There's ample blame to go around. The Senate should have done more to ensure that the nominees received prompt hearings and up-or-down votes. On the merits, we tend to think that all three deserved confirmation. But the political reality is that the Senate has changed hands. These nominees were provocative to some Democrats in the first place; installing them through the end run of recess appointments is even more so.

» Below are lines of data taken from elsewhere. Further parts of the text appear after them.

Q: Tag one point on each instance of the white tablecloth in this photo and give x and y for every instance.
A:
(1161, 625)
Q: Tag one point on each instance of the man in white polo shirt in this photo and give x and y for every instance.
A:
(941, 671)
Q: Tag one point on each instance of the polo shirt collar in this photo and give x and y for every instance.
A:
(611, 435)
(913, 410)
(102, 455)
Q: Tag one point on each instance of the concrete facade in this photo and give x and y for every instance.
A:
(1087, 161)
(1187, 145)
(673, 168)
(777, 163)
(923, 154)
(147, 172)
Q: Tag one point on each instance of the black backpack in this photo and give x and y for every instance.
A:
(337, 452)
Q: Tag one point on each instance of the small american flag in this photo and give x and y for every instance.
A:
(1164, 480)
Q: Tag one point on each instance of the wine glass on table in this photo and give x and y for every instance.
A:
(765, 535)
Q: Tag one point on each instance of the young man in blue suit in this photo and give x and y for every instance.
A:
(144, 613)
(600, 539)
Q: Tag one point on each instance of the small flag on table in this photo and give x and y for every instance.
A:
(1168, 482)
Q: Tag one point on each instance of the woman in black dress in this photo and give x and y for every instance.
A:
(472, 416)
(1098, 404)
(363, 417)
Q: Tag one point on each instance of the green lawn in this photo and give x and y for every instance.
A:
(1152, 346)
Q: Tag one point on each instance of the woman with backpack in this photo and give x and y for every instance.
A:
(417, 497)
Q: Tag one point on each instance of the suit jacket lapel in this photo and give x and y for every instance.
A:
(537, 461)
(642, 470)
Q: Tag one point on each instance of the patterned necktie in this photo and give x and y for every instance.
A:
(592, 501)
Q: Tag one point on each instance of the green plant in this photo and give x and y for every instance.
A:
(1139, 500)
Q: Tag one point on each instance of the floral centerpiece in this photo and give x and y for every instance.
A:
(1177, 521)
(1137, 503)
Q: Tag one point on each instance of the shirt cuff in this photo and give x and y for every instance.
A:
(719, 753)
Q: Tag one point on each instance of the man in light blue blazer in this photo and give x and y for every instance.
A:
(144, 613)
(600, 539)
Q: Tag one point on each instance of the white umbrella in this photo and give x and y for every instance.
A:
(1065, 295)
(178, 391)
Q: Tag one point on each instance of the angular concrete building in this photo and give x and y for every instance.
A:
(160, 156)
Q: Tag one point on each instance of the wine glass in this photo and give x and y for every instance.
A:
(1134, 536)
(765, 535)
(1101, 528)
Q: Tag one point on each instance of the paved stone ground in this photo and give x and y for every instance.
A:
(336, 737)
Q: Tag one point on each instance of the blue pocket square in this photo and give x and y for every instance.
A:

For instance, the recess appointment of Andrew Biggs as deputy commissioner of the Social Security Administration eliminates any possibility of bipartisan cooperation on Social Security. The administration has a legitimate complaint that Mr. Biggs, an advocate of private accounts, wasn't given a hearing or vote in the Senate. But the recess appointment enraged -- as the administration knew it would -- Senate Finance Committee Chairman Max Baucus (D-Mont.), whose cooperation on Social Security changes would be critical.
The devious handling of the recess appointment of GOP donor Sam Fox to the Brussels post is even more disturbing. We're no fans of the Swift Boaters, who attacked the Vietnam service record of Democratic presidential nominee John F. Kerry, but we didn't find Mr. Fox's donation to the group disqualifying. Senate Democrats -- most notably Mr. Kerry -- did. Mr. Bush accordingly withdrew the nomination moments before a scheduled vote. This week, he popped the surprise: giving Mr. Fox a recess appointment. Similarly, Sen. Joseph I. Lieberman (I-Conn.) says he was planning a hearing for Susan E. Dudley before her recess appointment as head of the Office of Information and Regulatory Affairs.
Mr. Bush can't simultaneously complain that his nominees aren't being accorded due process and take steps to avoid due process. If the administration hopes to achieve anything in its final months, the administration would do well to make more of an effort to adapt to the Senate's new political landscape.